Onsen is an important part of Japanese culture. They are geothermal-heated public baths (heated to at least 25°C ) and they can be located either indoors or outdoors (the foremost benefits are that they warm the body and impart physical and mental relaxation; some of them also contain certain dissolved minerals, which are said to help heal illness or injuries).
The most popular legend about how the local love of hot springs originated in Japan, is the story of a Buddhist monk stumbling upon an area full of wounded animals bathing in the hot springs thousands of years ago. When the animals emerged, he noticed they were completely healed. The monk realized these hot springs were special and that people should reap the rewards of their mineral-filled waters.

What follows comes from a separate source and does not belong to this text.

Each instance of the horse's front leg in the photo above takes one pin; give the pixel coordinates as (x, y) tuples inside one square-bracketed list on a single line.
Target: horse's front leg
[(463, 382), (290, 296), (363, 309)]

As I didn’t know before coming here, Japanese people are very shy (that’s why they are drinking alcohol every night, cause it makes them break the barriers, I guess 😀 ) but when I went to the onsen, I realized in Japanese culture being naked together (this is Japan where the only suit allowed in ninety-nine percent of onsen is your birthday suit) helps people to relax and to create a kind of equality with other people, in a relaxing atmosphere. (In the1500s Christian Missionaries tried hard to ban the practice of onsen, as back then public bathing was typically not separated by gender. While they failed to stop the cultural practice, their efforts did lead to the option of separate male and female onsen).
They’re onsen full of water with different properties. The varieties that I saw are the most basic that it’s just hot water, other has a different kind of herbs, another was white hot spring, in which case clear waters develop cloudiness due to ingredients that have dissolved and become suspended in the water. I also heard about onsen that has electricity, which maybe sounds better than the bath of radiation. Yes, I just heard about these two, never saw, never tried (and probably I won’t expose myself to this experiences, because why should I?)
But I also went to one very different onsen. Actually, this onsen was full of unusual baths (not as strange as radioactive water, and in this area, swim-suits are required). This Japanese Spa had the downright ingenious idea of replacing the usual things like water with other things as a sort of quirky take on cleansing our tarnished little soul. I have experienced the Japanese Sake Spa (there is a constant dripping from a huge cask filled with real Japanese Sake!)
It is said that Sake is very good for the beauty of your skin and it was an enjoyable experience taking this type of bath. Then I went to Green Tea Spa (yes, I was relaxing in the huge teapot, with the tea from the foot of the Tanzawa and Hakone mountains).
Next one was Coffee spa, which I liked the most (not sure is it because in that moment I was dying for a cup of coffee, as I went straight from the whole-night-party to the Mountain onsens). This spa contained real coffee made with hot spring water. There were regular performances of pouring real coffee into the spa a few times a day. Actually, the guy started pouring it over my head, so the coffee splashed into my gaping mouth. This was for sure a uniquely Japanese experience (this perked up my senses immediately).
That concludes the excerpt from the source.